The other possibility is that the surge of assets to value took place in the prior period – in the 2000s or earlier – and that led to value’s outperformance in that period. Those assets remained invested in the 2010s, but by then stocks with the lowest P/B or P/E ratios were not as attractive as they had been, say, at the start of the 2000s. That led to poor returns. Unfortunately, there is no way to accurately measure asset flows to value strategies, and O’Reilly did not comment on that scenario.
What about U.S. or home country bias?
The reliability of outcomes (meaning the outperformance versus the broad market) goes up with the more countries you include, according to O’Reilly.
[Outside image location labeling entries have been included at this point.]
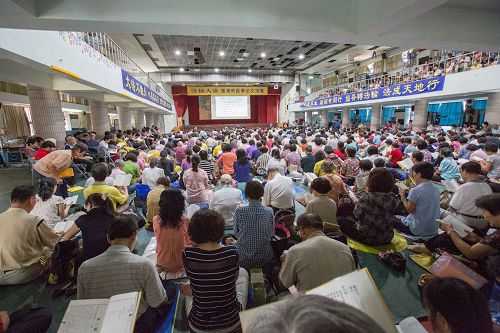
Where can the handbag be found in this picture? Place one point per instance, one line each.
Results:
(447, 266)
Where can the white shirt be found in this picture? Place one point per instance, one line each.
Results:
(279, 192)
(151, 175)
(108, 181)
(225, 201)
(280, 164)
(464, 201)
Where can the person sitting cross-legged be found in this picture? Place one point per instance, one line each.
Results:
(316, 260)
(22, 239)
(322, 205)
(218, 286)
(117, 196)
(374, 212)
(253, 228)
(119, 271)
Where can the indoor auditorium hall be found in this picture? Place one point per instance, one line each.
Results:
(249, 167)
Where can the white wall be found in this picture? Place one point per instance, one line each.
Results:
(66, 51)
(475, 82)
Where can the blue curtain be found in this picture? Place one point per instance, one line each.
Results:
(479, 104)
(451, 113)
(364, 115)
(387, 114)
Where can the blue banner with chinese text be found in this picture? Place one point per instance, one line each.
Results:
(137, 88)
(402, 89)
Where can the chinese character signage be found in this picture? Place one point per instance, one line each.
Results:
(226, 91)
(403, 89)
(139, 89)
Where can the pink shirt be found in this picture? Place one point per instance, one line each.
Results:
(196, 184)
(170, 244)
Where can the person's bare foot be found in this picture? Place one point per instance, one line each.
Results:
(418, 248)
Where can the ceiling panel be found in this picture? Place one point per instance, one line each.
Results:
(202, 52)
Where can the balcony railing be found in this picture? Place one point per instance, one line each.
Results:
(107, 47)
(464, 62)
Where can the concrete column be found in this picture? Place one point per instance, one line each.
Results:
(492, 114)
(324, 118)
(46, 114)
(420, 115)
(150, 120)
(346, 121)
(124, 118)
(308, 117)
(139, 119)
(99, 117)
(375, 117)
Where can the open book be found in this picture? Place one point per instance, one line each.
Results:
(356, 289)
(117, 314)
(410, 325)
(63, 226)
(451, 185)
(309, 176)
(122, 180)
(72, 200)
(461, 228)
(406, 164)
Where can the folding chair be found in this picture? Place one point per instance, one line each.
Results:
(81, 169)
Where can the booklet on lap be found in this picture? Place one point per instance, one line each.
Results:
(117, 314)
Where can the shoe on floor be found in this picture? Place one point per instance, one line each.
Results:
(418, 248)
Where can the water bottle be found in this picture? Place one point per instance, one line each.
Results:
(494, 303)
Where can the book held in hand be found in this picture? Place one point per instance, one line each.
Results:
(461, 228)
(117, 314)
(122, 180)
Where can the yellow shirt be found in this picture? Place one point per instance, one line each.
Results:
(22, 238)
(114, 195)
(217, 150)
(317, 169)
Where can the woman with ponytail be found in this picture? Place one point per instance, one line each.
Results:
(49, 206)
(196, 182)
(94, 225)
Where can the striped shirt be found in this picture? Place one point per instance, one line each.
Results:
(262, 162)
(118, 271)
(254, 228)
(208, 167)
(213, 276)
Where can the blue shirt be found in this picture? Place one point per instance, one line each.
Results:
(422, 222)
(254, 227)
(242, 172)
(449, 169)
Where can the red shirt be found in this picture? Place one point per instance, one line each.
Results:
(396, 156)
(40, 153)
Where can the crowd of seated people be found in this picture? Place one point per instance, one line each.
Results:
(438, 66)
(242, 181)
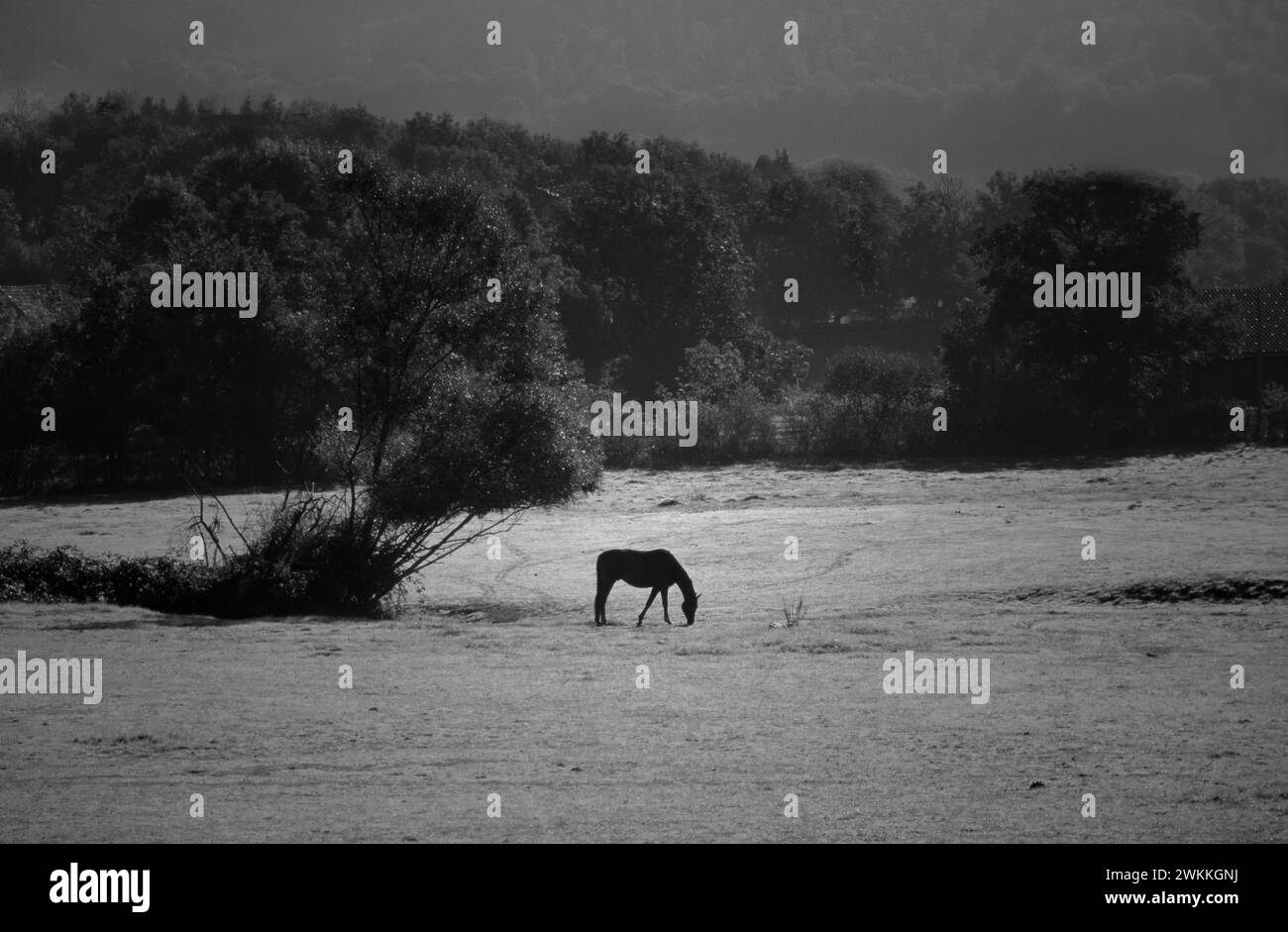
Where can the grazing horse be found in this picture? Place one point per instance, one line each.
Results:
(643, 570)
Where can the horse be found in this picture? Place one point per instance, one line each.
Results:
(656, 570)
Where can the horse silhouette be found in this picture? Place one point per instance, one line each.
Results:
(656, 570)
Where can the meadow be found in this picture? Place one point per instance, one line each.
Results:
(492, 679)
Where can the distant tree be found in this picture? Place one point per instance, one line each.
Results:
(1059, 376)
(931, 261)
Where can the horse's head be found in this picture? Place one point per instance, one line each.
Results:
(690, 608)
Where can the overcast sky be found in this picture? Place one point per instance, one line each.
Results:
(1171, 85)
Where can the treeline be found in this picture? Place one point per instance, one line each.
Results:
(674, 280)
(893, 78)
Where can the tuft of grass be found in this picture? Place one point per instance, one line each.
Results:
(791, 615)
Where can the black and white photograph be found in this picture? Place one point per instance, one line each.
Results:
(644, 421)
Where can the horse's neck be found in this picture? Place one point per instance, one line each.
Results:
(683, 580)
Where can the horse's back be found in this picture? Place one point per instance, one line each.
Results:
(638, 568)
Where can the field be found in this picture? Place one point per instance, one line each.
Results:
(492, 679)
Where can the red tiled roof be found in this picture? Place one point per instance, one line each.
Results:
(27, 308)
(1249, 304)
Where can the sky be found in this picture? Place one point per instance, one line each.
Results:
(1168, 86)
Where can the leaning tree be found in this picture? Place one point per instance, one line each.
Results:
(433, 325)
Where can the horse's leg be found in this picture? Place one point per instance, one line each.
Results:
(651, 597)
(601, 602)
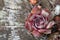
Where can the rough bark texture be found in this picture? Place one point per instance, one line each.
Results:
(18, 10)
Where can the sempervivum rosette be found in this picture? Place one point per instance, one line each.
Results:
(38, 22)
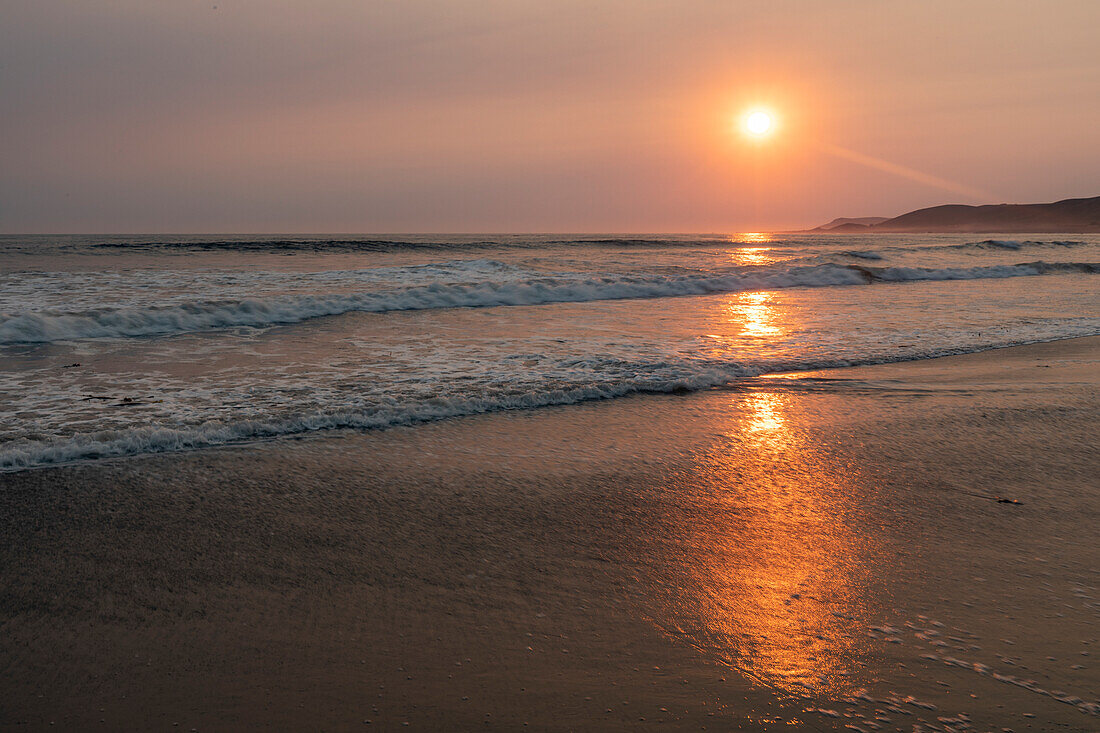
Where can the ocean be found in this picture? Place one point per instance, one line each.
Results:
(114, 346)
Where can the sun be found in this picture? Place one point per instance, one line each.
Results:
(758, 122)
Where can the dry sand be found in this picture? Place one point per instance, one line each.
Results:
(809, 551)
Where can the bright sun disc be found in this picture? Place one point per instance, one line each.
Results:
(758, 123)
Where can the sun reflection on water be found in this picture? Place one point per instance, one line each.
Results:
(756, 315)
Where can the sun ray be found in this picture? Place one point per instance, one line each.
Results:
(912, 174)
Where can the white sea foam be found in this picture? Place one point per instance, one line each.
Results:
(151, 439)
(50, 326)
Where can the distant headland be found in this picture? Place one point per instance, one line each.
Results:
(1069, 216)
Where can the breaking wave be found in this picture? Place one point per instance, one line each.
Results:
(190, 317)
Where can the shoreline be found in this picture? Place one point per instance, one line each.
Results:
(736, 557)
(278, 436)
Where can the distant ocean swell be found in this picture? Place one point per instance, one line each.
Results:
(364, 245)
(127, 323)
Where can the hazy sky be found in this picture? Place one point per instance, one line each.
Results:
(487, 116)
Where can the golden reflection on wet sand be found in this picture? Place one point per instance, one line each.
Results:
(772, 573)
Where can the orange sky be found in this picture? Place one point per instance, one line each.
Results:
(359, 116)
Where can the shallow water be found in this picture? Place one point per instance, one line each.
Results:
(116, 346)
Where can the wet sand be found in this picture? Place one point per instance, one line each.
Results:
(803, 551)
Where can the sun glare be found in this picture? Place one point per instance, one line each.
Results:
(758, 122)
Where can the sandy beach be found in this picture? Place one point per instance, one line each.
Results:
(883, 547)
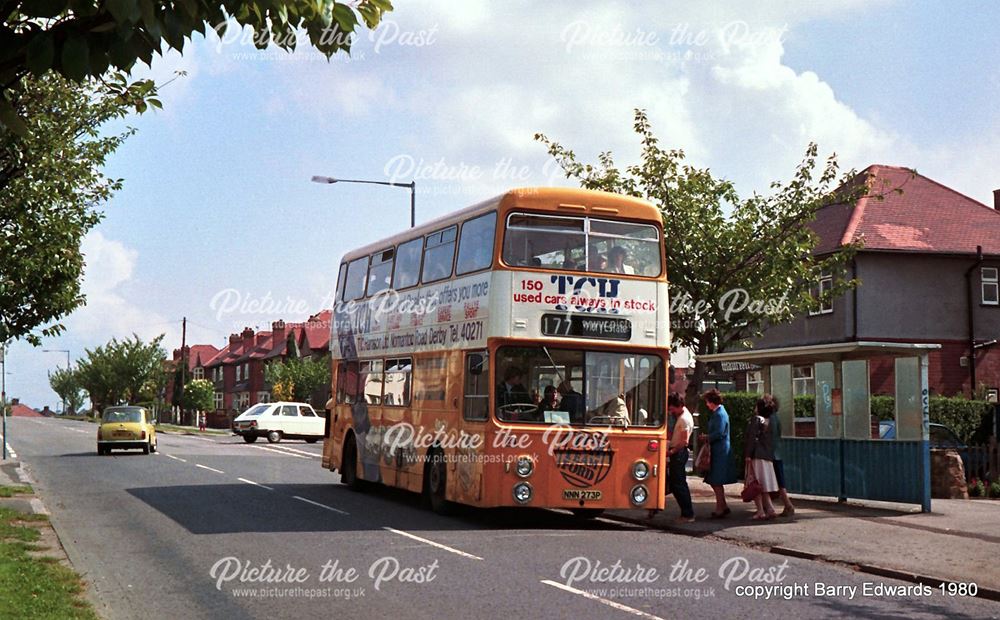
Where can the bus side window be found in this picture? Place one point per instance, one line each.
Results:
(477, 386)
(357, 273)
(439, 254)
(408, 257)
(475, 248)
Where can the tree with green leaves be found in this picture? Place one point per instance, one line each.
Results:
(304, 376)
(66, 384)
(82, 39)
(199, 395)
(735, 264)
(124, 371)
(51, 187)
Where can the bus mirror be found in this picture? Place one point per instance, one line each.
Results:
(476, 363)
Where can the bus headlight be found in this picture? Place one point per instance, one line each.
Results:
(639, 494)
(640, 470)
(522, 493)
(525, 466)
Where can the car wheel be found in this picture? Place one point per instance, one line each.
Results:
(349, 465)
(435, 483)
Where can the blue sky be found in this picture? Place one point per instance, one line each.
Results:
(217, 193)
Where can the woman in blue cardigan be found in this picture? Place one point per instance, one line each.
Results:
(720, 472)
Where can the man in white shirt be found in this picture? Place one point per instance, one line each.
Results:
(677, 456)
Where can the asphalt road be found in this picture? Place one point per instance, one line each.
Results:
(216, 528)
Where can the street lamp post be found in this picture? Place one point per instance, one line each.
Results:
(66, 351)
(412, 185)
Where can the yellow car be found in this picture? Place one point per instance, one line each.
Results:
(126, 427)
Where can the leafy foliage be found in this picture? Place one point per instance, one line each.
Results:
(66, 383)
(51, 186)
(84, 39)
(758, 248)
(127, 371)
(300, 376)
(199, 395)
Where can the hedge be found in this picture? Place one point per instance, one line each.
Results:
(959, 414)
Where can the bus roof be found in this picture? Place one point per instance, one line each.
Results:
(567, 200)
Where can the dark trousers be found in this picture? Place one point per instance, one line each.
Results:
(678, 482)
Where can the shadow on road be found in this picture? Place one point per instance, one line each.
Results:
(243, 508)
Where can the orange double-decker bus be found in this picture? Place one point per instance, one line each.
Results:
(514, 353)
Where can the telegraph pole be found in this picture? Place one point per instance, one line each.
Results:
(183, 363)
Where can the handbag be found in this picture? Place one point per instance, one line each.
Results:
(751, 486)
(703, 462)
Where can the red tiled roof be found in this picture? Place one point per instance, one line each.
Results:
(24, 411)
(317, 331)
(922, 216)
(200, 355)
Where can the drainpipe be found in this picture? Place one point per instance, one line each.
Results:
(972, 319)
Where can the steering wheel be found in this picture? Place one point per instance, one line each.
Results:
(518, 409)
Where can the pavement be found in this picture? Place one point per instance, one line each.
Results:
(959, 541)
(212, 527)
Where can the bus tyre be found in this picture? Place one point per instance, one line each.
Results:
(349, 465)
(435, 483)
(587, 513)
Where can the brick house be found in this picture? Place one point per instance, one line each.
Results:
(922, 281)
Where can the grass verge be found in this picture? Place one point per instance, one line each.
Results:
(9, 491)
(35, 587)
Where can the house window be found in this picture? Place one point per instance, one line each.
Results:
(991, 286)
(819, 290)
(803, 382)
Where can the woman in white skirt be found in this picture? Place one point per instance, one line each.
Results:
(759, 453)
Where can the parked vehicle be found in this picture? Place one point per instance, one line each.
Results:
(277, 421)
(124, 428)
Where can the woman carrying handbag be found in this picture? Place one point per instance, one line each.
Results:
(759, 457)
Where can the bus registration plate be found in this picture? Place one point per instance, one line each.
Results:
(575, 494)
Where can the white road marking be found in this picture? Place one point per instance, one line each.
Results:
(594, 597)
(310, 454)
(433, 544)
(256, 484)
(330, 508)
(282, 452)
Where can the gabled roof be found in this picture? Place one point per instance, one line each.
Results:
(922, 216)
(315, 334)
(200, 355)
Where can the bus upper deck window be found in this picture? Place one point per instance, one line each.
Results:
(475, 249)
(408, 264)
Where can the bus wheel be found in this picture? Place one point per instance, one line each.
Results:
(587, 513)
(349, 465)
(435, 483)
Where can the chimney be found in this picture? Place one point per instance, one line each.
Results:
(278, 332)
(247, 338)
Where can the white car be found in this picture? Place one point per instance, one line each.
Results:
(281, 420)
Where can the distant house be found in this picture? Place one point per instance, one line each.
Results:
(922, 281)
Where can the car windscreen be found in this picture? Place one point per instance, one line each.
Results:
(257, 410)
(122, 414)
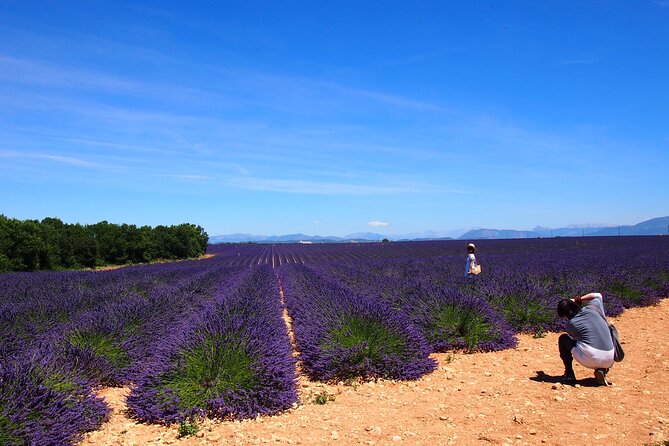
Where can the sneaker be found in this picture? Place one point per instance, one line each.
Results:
(600, 375)
(568, 378)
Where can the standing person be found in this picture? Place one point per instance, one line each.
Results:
(587, 337)
(471, 261)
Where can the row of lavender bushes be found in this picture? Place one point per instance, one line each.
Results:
(343, 335)
(194, 338)
(232, 360)
(64, 334)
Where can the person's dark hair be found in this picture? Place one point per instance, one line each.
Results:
(568, 308)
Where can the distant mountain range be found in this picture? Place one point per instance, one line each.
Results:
(655, 226)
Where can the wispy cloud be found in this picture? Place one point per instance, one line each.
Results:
(313, 187)
(72, 161)
(198, 178)
(589, 61)
(39, 73)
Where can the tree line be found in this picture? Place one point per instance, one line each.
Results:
(50, 244)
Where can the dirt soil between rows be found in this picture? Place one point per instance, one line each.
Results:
(483, 398)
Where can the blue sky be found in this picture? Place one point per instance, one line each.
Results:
(335, 117)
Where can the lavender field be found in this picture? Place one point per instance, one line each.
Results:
(209, 338)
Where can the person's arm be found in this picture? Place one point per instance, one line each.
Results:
(587, 297)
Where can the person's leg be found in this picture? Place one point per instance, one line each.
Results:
(565, 344)
(600, 376)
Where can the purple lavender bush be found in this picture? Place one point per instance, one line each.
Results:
(44, 402)
(344, 335)
(447, 319)
(233, 361)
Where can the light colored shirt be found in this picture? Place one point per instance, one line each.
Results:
(471, 261)
(590, 330)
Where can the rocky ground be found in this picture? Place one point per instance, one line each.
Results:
(486, 398)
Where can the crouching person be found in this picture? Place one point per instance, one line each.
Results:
(588, 338)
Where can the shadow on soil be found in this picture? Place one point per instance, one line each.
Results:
(544, 378)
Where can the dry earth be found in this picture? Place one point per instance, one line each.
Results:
(484, 398)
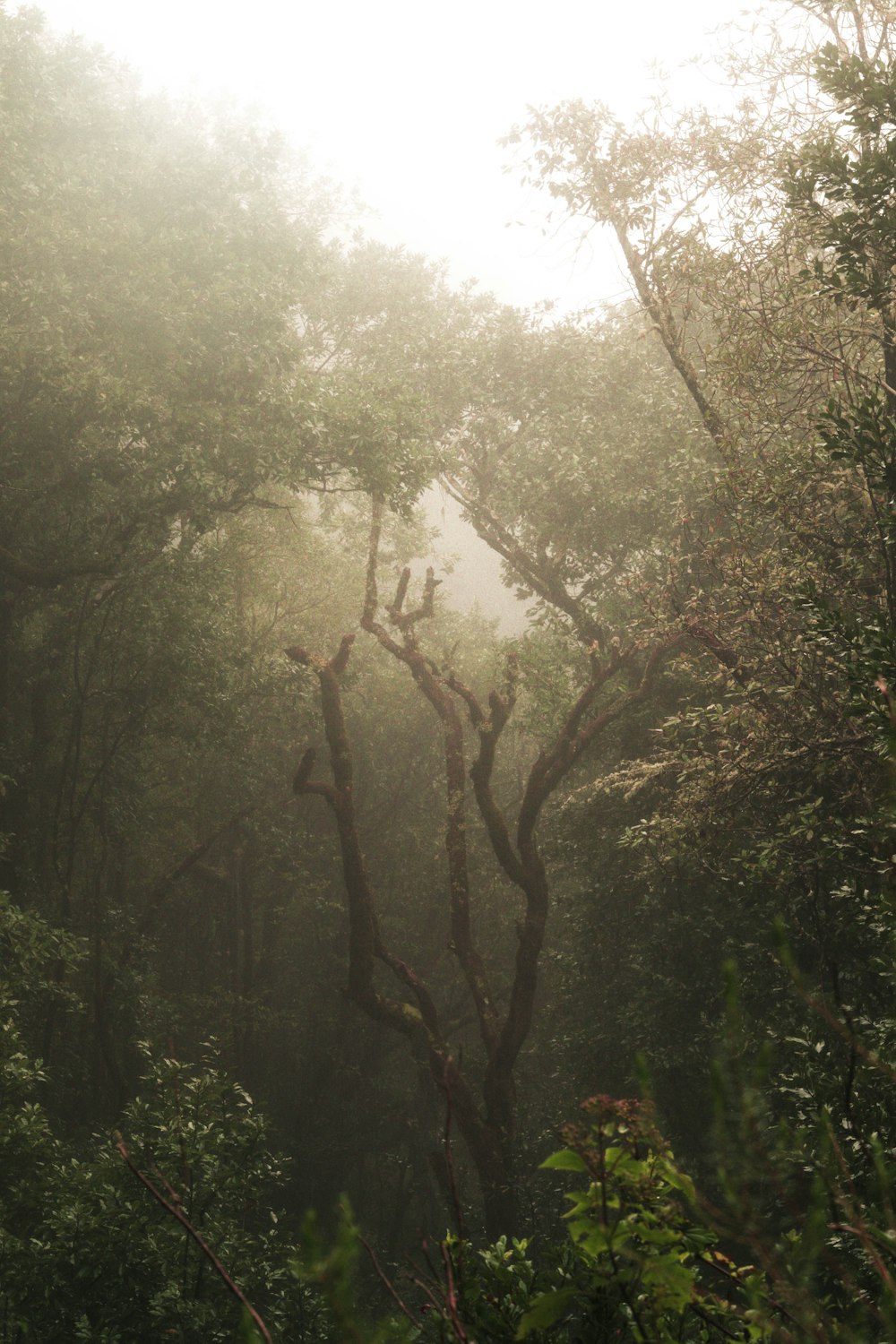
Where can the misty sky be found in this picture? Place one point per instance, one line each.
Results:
(406, 101)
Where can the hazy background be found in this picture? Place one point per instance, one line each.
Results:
(405, 102)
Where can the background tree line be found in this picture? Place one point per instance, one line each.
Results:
(279, 822)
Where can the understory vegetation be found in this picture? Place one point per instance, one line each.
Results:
(368, 975)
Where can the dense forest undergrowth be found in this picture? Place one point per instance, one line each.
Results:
(320, 894)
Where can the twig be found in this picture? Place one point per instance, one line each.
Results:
(204, 1247)
(387, 1284)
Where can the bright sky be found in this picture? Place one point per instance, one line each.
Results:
(405, 99)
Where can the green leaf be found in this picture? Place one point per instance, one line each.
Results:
(544, 1311)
Value has been negative in the U.S. he said, but it has been positive in 14 other countries. Diversification gives you the flexibility in implementation to capture those county returns, considering that you don’t know which regions or countries will outperform.
But, he said, U.S. investors can be justified in overweighting U.S. stocks for two reasons. The familiarity bias works in their favor. It can turn people into longer-term investors, which will lead to greater success. Also, dividends from foreign companies are subject to withholding, and that withholding is lost in a tax-deferred account. That reduced dividend may be an unacceptable cost to a U.S.-based investor.
Does competition threaten Dimensional?
O’Reilly credits Dimensional with becoming experts in transparency, innovation, stewardship and understanding how to work with capital markets.
“Markets will give you less than your fair share of returns for the risk that you bear,” he said. “We focus exclusively on getting our fair share of returns the capital markets will give for the risks we bear.”
O’Reilly said it’s important to be transparent to allow his firm to be monitored, to allow expectations to be set, and to be judged fairly. Dimensional, he said, has done this.
But some people have copied us, he said, and that is flattery. It does not bother him, because competition makes Dimensional better at execution and explaining what they do.
“The size of the pie has gotten bigger,” he said, because there is more demand for the strategies` Dimensional runs.